> Is it too anthropomorphic to say that this is a lie? Yes. Current LLMs can onl...

lostmsu · 2025-07-07T02:51:42 1751856702

> Current LLMs can only introspect from output tokens

The only interpretation of this statement I can come up with is plain wrong. There's no reason LLM shouldn't be able to introspect without any output tokens. As the GP correctly says, most of the processing in LLMs happens over hidden states. Output tokens are just an artefact for our convenience, which also happens to be the way the hidden state processing is trained.

Marazan · 2025-07-07T07:29:37 1751873377

"Hidden layers" are not "hidden state".

Saying so is just unbelievably confusing.

positron26 · 2025-07-07T02:57:30 1751857050

There are no recurrent paths besides tokens. How may I introspect something if it is not an input? I may not.

barrkel · 2025-07-07T10:09:38 1751882978

The recurrence comes from replaying tokens during autoregression.

It's as if you have a variable in a deterministic programming language, only you have to replay the entire history of the program's computation and input to get the next state of the machine (program counter + memory + registers).

Producing a token for an LLM is analogous to a tick of the clock for a CPU. It's the crank handle that drives the process.

hackinthebochs · 2025-07-07T10:32:26 1751884346

Important attention heads or layers within an LLM can be repeated giving you an "unrolled" recursion.

positron26 · 2025-07-07T10:41:27 1751884887

An unrolled loop in a feed-forward network is all just that. The computation is DAG.

hackinthebochs · 2025-07-07T10:51:34 1751885494

But the function of an unrolled recursion is the same as a recursive function with bounded depth as long as the number of unrolled steps match. The point is whatever function recursion is supposed to provide can plausibly be present in LLMs.

positron26 · 2025-07-07T11:46:18 1751888778

And then during the next token, all of that bounded depth is thrown away except for the token of output.

You're fixating on the pseudo-computation within a single token pass. This is very limited compared to actual hidden state retention and the introspection that would enable if we knew how to train it and do online learning already.

The "reasoning" hack would not be a realistic implementation choice if the models had hidden state and could ruminate on it without showing us output.

hackinthebochs · 2025-07-07T12:03:22 1751889802

Sure. But notice "ruminate" is different than introspect, which was what your original comment was about.
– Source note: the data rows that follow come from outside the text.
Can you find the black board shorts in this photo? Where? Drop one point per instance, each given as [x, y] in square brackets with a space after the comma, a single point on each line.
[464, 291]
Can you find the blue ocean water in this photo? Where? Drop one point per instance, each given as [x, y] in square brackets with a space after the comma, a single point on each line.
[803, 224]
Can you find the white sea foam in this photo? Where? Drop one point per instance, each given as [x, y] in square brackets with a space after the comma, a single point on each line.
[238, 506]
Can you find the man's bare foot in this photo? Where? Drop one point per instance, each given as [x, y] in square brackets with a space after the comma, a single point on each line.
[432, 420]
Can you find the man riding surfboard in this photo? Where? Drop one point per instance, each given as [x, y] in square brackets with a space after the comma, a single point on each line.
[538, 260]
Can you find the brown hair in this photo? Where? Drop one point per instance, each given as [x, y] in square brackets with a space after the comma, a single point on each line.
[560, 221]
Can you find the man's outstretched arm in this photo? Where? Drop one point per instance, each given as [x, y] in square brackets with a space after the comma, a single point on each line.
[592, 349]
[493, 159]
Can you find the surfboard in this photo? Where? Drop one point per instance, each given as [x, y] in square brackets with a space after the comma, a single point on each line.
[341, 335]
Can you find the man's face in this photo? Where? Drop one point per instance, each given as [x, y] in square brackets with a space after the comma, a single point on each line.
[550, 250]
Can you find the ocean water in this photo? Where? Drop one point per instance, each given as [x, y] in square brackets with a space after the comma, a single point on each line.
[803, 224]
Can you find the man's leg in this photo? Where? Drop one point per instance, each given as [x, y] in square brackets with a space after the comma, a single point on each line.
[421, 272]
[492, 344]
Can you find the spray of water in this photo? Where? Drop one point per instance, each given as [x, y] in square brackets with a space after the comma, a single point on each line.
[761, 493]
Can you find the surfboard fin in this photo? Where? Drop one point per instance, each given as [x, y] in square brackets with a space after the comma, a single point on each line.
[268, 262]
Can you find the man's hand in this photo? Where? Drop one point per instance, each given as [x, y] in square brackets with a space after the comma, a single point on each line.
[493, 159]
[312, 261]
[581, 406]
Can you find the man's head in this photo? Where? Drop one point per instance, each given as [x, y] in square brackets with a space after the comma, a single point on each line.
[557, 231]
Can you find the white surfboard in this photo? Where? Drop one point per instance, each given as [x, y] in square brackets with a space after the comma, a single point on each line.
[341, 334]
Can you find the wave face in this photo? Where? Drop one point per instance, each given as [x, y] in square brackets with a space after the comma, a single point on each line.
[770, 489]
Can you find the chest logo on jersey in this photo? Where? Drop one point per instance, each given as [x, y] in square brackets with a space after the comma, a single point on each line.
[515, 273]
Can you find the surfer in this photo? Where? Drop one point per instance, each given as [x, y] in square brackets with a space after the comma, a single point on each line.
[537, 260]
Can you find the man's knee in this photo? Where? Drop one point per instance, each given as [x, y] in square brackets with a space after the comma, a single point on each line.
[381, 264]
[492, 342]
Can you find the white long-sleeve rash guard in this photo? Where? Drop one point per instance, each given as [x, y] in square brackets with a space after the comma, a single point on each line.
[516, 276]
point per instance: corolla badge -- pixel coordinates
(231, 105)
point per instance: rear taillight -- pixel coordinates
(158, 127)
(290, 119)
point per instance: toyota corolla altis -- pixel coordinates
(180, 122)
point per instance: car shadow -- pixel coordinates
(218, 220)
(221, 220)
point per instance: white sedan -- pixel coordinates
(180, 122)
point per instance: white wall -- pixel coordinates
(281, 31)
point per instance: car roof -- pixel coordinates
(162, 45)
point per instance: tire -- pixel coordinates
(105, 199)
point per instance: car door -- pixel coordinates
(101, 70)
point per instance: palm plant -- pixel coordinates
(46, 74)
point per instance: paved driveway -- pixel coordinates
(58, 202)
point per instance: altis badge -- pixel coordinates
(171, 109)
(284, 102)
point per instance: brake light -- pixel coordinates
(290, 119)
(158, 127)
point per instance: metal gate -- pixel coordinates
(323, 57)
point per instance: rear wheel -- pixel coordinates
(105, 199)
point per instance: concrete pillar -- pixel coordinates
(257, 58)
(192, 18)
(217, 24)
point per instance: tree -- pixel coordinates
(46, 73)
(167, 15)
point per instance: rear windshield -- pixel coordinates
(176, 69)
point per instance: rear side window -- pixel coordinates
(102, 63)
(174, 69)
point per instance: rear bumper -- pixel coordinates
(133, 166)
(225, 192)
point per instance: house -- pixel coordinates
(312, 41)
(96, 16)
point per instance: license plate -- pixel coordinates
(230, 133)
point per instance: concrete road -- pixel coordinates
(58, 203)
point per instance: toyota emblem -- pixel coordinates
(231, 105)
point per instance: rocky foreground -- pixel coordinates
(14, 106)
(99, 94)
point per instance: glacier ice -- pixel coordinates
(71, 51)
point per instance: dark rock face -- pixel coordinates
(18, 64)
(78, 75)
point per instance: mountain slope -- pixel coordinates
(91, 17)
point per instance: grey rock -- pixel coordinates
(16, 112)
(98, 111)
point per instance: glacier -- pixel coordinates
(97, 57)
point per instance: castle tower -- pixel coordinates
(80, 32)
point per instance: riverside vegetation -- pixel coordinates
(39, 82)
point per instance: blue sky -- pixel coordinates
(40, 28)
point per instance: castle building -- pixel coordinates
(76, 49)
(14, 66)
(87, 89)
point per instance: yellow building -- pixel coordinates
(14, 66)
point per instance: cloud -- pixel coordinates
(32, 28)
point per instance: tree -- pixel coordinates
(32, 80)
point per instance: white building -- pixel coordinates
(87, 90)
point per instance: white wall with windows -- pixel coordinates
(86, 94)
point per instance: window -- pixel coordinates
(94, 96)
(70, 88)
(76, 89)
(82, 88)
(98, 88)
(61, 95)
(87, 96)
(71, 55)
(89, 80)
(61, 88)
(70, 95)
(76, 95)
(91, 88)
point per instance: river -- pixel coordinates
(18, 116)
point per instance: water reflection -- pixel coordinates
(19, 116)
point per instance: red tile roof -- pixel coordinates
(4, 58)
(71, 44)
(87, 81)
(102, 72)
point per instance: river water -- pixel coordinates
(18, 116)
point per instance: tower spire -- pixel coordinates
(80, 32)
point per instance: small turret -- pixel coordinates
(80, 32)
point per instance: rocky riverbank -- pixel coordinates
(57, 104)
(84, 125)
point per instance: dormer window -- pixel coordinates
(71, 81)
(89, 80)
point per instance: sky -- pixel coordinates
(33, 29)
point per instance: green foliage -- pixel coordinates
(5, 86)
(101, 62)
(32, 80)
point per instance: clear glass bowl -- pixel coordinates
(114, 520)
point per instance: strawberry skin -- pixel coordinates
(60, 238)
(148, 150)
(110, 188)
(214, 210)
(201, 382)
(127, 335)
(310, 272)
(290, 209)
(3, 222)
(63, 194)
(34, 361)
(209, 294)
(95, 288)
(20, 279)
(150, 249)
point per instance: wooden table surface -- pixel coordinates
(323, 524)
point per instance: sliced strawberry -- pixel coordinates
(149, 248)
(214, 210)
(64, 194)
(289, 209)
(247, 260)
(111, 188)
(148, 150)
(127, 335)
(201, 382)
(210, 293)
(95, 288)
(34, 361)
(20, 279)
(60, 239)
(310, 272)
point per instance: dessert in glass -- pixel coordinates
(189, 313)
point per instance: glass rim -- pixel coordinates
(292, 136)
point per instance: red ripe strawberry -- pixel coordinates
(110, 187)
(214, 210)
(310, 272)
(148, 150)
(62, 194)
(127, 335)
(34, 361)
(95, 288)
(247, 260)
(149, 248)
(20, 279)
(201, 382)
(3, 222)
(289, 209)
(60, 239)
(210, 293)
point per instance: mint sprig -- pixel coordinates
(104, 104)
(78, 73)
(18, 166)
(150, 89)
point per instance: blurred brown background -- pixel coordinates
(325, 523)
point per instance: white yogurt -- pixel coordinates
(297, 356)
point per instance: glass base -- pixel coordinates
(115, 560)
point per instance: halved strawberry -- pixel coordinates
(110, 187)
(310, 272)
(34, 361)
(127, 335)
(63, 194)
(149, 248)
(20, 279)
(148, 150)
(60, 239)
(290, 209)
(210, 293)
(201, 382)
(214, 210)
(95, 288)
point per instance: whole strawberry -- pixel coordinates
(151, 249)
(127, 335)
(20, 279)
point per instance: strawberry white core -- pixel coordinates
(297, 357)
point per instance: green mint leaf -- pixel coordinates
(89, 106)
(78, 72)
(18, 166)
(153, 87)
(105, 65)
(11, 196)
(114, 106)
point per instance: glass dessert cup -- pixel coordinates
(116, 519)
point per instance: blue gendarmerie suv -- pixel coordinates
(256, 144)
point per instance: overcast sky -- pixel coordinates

throw310822 · 2025-07-07T07:28:29 1751873309

Introspection doesn't have to be recurrent. It can happen during the generation of a single token.

delusional · 2025-07-07T06:49:03 1751870943

> Output tokens are just an artefact for our convenience

That's nonsense. The hidden layers are specifically constructed to increase the probability that the model picks the right next word. Without the output/token generation stage the hidden layers are meaningless. Just empty noise.

It is fundamentally an algorithm for generating text. If you take the text away it's just a bunch of fmadds. A mute person can still think, an LLM without output tokens can do nothing.

Tarq0n · 2025-07-08T20:10:44 1752005444

I think that's almost completely backwards. The input and output layers just convert between natural language and embeddings i.e. shift the format of the language. But operating on the embeddings is where meaning (locations in vector-space) are transformed.